Tomorrow's Pre-Budget Statement should seek (a) to stimulate demand in the economy, (b) with the knowledge that monies will need to be paid back at some stage - although if the package works and demand grows then some of the payment for it will be self-financing. I will judge what is proposed by Alistair Darling to the extent that it fits in with the following pattern. But I won't be holding my breath.
To Increase Economic Demand
1. Increase Pensions and other Benefits.
2. Increase Expenditure on Social Provisions in areas such as Health, Social Welfare and Education.
3. Finance a Council House Building Programme.
4. Take over houses that have been repossessed and rent these out to their former owners.
5. Raise the Income Tax Threshold, without allowing the wealthy to benefit from this.
To Pay For This Programme
A. A Wealth Tax.
B. Windfall Taxes on Super Profits and Bonuses.
C. Raise Income Tax on the Top Earners.
D. Corporation Tax Increases.
E. Work also for International Taxes on currency and other forms of speculation.
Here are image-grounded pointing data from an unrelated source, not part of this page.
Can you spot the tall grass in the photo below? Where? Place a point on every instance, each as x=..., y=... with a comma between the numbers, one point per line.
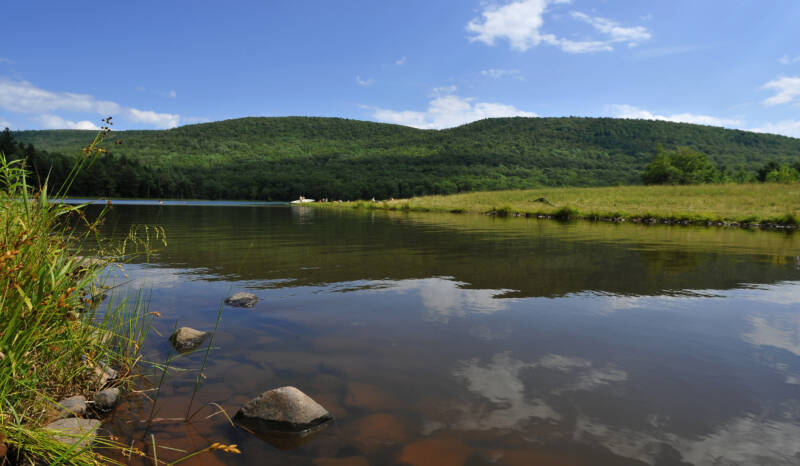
x=763, y=203
x=52, y=337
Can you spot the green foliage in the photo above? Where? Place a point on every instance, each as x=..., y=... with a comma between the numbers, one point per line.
x=681, y=166
x=783, y=174
x=52, y=334
x=282, y=158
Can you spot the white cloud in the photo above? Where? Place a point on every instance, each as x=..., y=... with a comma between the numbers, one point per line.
x=364, y=82
x=584, y=46
x=616, y=33
x=787, y=88
x=443, y=90
x=56, y=122
x=24, y=97
x=518, y=22
x=447, y=111
x=629, y=111
x=521, y=24
x=149, y=117
x=786, y=128
x=195, y=120
x=500, y=73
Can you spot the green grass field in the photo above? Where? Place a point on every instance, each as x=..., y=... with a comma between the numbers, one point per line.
x=742, y=203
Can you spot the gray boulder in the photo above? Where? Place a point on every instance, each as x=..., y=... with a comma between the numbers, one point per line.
x=242, y=300
x=103, y=374
x=73, y=406
x=187, y=339
x=106, y=399
x=74, y=431
x=284, y=409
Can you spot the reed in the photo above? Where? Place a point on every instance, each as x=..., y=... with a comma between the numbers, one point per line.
x=762, y=203
x=53, y=333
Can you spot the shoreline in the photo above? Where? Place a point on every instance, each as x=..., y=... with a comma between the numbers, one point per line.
x=765, y=207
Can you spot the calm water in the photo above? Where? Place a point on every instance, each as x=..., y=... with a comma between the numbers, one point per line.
x=450, y=340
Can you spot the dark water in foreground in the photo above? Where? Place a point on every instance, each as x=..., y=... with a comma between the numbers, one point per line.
x=450, y=340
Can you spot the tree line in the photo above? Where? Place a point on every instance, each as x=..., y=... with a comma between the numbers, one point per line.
x=282, y=158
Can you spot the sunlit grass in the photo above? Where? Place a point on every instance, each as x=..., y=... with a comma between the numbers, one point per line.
x=52, y=336
x=742, y=203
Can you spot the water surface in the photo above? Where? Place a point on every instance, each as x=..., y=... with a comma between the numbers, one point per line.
x=450, y=339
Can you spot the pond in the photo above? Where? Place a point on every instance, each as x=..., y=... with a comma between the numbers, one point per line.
x=458, y=339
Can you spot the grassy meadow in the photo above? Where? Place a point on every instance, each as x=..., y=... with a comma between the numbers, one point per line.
x=742, y=203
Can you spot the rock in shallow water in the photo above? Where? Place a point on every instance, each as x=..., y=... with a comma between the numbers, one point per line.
x=74, y=431
x=72, y=407
x=106, y=399
x=284, y=409
x=242, y=300
x=186, y=339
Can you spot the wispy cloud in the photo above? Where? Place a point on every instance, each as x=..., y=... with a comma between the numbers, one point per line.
x=56, y=122
x=446, y=111
x=501, y=73
x=787, y=88
x=148, y=117
x=785, y=127
x=612, y=29
x=364, y=82
x=629, y=111
x=24, y=97
x=521, y=23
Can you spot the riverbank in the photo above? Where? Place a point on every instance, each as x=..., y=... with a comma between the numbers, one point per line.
x=740, y=205
x=64, y=357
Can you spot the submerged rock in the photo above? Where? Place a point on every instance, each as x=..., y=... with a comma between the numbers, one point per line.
x=72, y=407
x=186, y=339
x=79, y=432
x=106, y=399
x=242, y=300
x=285, y=440
x=284, y=409
x=103, y=374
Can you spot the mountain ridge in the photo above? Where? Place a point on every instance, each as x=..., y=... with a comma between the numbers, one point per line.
x=282, y=157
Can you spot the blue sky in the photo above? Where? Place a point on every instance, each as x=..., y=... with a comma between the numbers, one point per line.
x=429, y=64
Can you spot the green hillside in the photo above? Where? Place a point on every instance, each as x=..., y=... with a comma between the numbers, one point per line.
x=281, y=158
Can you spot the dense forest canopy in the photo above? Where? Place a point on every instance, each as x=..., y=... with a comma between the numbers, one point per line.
x=283, y=157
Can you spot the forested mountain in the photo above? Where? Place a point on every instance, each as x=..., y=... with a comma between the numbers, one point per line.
x=283, y=157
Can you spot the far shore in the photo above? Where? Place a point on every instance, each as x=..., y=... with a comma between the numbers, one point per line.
x=767, y=206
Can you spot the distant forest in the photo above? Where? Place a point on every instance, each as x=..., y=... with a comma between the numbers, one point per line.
x=283, y=158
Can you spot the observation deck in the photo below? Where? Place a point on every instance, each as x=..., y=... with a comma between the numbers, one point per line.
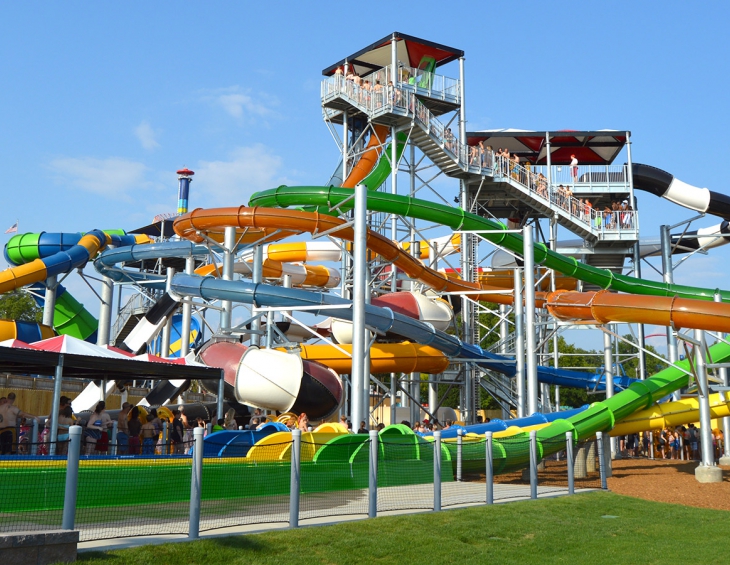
x=502, y=187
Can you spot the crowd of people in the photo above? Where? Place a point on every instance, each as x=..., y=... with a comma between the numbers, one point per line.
x=618, y=216
x=366, y=90
x=680, y=442
x=143, y=433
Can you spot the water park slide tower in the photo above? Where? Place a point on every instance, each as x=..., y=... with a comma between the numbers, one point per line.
x=185, y=177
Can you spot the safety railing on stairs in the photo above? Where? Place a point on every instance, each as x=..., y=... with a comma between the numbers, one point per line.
x=136, y=302
x=482, y=160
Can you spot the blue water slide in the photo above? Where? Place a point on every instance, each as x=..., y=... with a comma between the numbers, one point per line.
x=383, y=320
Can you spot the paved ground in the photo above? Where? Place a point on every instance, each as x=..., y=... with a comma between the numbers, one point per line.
x=353, y=506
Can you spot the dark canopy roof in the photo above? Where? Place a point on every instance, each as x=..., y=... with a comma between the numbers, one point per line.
x=160, y=226
x=28, y=361
x=590, y=147
x=410, y=51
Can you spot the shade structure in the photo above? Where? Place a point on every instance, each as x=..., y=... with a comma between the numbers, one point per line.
x=410, y=50
x=118, y=350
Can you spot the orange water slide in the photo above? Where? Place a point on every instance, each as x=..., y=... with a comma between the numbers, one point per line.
x=600, y=307
x=604, y=307
x=369, y=158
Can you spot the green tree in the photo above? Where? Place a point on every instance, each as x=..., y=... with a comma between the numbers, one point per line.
x=19, y=305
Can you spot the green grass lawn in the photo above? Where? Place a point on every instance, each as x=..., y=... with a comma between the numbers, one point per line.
x=593, y=528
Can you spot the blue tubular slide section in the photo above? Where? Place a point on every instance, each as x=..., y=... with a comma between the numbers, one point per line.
x=60, y=253
x=106, y=263
x=498, y=425
x=382, y=319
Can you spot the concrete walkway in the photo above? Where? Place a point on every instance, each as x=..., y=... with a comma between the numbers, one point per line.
x=453, y=495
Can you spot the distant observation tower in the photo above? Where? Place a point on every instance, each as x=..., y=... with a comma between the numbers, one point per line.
x=185, y=177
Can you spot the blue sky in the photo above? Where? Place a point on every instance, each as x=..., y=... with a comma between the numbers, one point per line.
x=101, y=103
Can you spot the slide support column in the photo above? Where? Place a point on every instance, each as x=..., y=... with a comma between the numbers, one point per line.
x=668, y=270
x=530, y=345
x=229, y=244
x=105, y=311
x=707, y=471
x=359, y=333
x=608, y=373
x=49, y=301
x=187, y=312
x=519, y=344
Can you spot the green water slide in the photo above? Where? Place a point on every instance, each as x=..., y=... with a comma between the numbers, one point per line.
x=496, y=232
x=601, y=416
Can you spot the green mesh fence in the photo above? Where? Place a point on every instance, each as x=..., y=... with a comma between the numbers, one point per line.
x=405, y=472
x=121, y=497
x=472, y=489
x=32, y=491
x=238, y=491
x=335, y=482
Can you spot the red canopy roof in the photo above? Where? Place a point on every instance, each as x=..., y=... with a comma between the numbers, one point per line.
x=599, y=147
x=410, y=51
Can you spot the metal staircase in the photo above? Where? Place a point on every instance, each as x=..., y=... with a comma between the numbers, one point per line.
x=405, y=110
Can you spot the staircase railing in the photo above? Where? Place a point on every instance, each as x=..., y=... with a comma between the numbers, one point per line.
x=483, y=161
x=135, y=303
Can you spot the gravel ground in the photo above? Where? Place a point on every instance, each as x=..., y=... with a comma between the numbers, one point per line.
x=668, y=481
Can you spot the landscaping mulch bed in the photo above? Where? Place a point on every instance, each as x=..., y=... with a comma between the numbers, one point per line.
x=670, y=481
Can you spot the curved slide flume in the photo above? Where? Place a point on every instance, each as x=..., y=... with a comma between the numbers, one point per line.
x=663, y=184
x=383, y=320
x=37, y=256
x=369, y=158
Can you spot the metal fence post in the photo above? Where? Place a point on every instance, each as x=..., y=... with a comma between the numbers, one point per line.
x=569, y=457
x=601, y=459
x=113, y=443
x=296, y=478
x=490, y=467
x=459, y=447
x=436, y=471
x=196, y=476
x=373, y=475
x=72, y=478
x=34, y=439
x=533, y=465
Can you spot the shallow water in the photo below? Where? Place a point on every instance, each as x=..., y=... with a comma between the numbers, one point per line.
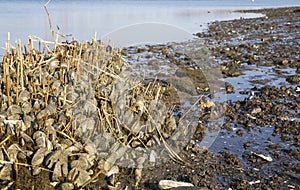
x=83, y=18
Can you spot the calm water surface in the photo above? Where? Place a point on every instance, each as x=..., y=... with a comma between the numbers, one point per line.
x=83, y=18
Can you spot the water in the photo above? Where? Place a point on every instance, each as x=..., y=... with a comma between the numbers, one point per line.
x=83, y=18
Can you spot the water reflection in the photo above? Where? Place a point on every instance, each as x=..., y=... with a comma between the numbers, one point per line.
x=83, y=18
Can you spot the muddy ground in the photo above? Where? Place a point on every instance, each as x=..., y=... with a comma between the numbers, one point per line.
x=257, y=146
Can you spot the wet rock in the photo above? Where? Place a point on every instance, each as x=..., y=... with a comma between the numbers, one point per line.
x=169, y=184
x=294, y=79
x=66, y=186
x=229, y=88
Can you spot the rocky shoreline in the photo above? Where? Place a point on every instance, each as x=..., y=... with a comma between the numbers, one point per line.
x=257, y=146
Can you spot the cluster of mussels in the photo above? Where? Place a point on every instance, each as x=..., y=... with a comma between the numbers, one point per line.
x=75, y=110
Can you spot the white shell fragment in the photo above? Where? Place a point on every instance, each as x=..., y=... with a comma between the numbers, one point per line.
x=168, y=184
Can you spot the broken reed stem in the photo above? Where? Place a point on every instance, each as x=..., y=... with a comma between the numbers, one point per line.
x=7, y=82
x=4, y=140
x=49, y=19
x=21, y=65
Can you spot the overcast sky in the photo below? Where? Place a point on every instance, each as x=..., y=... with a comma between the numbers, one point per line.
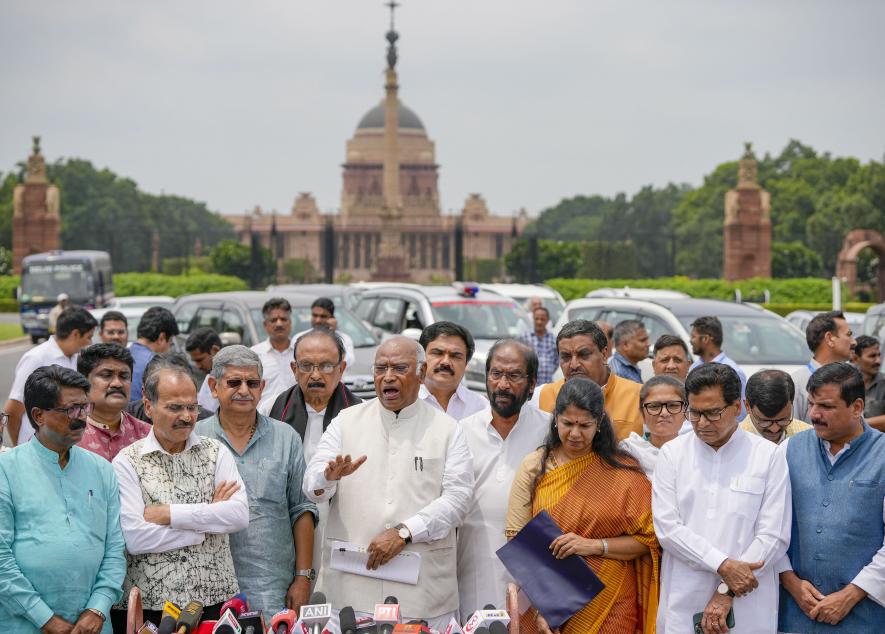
x=242, y=103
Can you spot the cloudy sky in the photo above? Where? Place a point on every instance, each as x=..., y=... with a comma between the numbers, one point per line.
x=245, y=103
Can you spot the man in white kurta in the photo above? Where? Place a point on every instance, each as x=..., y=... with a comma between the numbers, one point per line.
x=722, y=513
x=398, y=475
x=499, y=439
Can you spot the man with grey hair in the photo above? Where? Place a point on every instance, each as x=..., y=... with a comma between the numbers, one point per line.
x=399, y=477
x=180, y=497
x=273, y=557
x=631, y=346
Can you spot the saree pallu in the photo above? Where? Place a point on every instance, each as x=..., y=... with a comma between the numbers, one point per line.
x=595, y=501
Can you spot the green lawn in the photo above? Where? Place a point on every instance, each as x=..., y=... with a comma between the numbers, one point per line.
x=10, y=331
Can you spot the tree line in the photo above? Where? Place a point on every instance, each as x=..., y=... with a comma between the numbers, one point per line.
x=816, y=199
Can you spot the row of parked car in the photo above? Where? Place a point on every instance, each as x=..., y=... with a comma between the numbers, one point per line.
x=369, y=312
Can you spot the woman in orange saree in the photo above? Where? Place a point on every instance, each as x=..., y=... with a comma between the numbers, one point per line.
x=600, y=498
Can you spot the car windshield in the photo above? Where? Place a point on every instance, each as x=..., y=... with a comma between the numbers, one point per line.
x=362, y=337
x=484, y=320
x=759, y=339
x=48, y=281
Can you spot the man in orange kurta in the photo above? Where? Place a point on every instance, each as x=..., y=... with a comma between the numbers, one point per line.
x=583, y=350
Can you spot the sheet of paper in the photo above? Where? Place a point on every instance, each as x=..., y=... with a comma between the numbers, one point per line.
x=353, y=558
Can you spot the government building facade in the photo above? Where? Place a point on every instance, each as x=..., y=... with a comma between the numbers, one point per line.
x=390, y=185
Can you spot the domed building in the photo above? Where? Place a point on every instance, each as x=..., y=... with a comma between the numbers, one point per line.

With the proceeds being used to overcome third world poverty.
POST BUDGET AFTERWORD, Monday November 24
On moves to increase demand in the economy, Alistair Darling produced thin versions of the points I made in 1,2,3 and 4 above - although he covered a wider and more problematic range of issues. Whilst there was nothing about a specific Council House building programme (my point 3), social housing was included in the capital spending that is to be brought forward from 2010-11. So perhaps I should be half satisfied with this half of his equation.
On moves to pay for his programme, Alistair included none of my points A,B,D or E. He did include the much trawled and future promise of an extra 5% income tax band for those earning over £150,000. Whilst this is a mild version of my point C, I am aware of the significance of such a change of principle. I once asked Tony Blair if we could not move towards a more progressive element at the top end of the income tax scale. To which he said that we could not go into a general election promising an income tax increase. Gordon Brown answered the same question by saying that nothing was set in concrete. It is nice to see that we are now out of the concrete, even if I did ask my questions over ten years ago!